Hacker News new | ask | show | jobs
by astrange 1253 days ago
This claims to explain diffusion models from first principles, but the issue with explaining how they work is we don't know how they work.

The explanation in the original paper turns out not to be true; you can get rid of most of their assumptions and it still works: https://arxiv.org/abs/2208.09392

3 comments

> The explanation in the original paper turns out not to be true; you can get rid of most of their assumptions and it still works

I’ll admit it is amusing that some assumptions on why it works were incorrect. The core idea of a Markov chain[0] where each state change leads to higher likelihood, is bound to work, even if the rest doesn’t.
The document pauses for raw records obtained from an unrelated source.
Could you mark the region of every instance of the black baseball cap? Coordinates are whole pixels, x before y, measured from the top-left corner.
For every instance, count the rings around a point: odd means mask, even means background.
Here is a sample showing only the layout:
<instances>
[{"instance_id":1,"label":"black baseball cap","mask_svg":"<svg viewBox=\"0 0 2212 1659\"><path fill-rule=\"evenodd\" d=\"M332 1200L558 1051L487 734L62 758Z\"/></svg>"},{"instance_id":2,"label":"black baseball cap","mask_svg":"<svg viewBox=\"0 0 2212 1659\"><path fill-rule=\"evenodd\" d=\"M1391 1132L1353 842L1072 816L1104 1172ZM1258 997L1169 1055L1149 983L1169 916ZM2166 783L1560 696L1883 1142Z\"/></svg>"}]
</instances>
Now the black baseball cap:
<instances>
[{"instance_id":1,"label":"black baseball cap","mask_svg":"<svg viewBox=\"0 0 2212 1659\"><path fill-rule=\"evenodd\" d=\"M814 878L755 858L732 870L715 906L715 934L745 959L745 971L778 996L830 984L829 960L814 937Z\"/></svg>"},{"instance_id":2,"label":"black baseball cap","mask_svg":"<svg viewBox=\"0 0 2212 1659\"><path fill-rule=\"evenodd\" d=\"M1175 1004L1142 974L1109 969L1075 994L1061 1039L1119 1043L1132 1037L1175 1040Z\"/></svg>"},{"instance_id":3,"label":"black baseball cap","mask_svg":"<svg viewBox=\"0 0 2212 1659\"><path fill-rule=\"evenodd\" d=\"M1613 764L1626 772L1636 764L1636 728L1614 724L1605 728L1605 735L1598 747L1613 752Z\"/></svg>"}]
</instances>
In my mind, the Muse paper[1] gets closer to why it works: ultimately, the denoiser tries to match the latent space for an implicit encoder. The Muse system does this more directly and more effectively, by using cross-entropy loss on latent tokens instead.

In a way, the whole problem is no different from a language translation task. The only difference is that the output needs to be decoded into pixels instead of BPE tokens.

[0]: https://arxiv.org/abs/1503.03585

[1]: https://arxiv.org/abs/2301.00704

Huh, that is quite fascinating paper – we can learn to invert any image degradation and use it as generative model? Hm. Is there any research of using some U-net as the degradation function?
Thanks for the link, cold diffusion is a great idea. Only 2 comments on HN about it four months ago.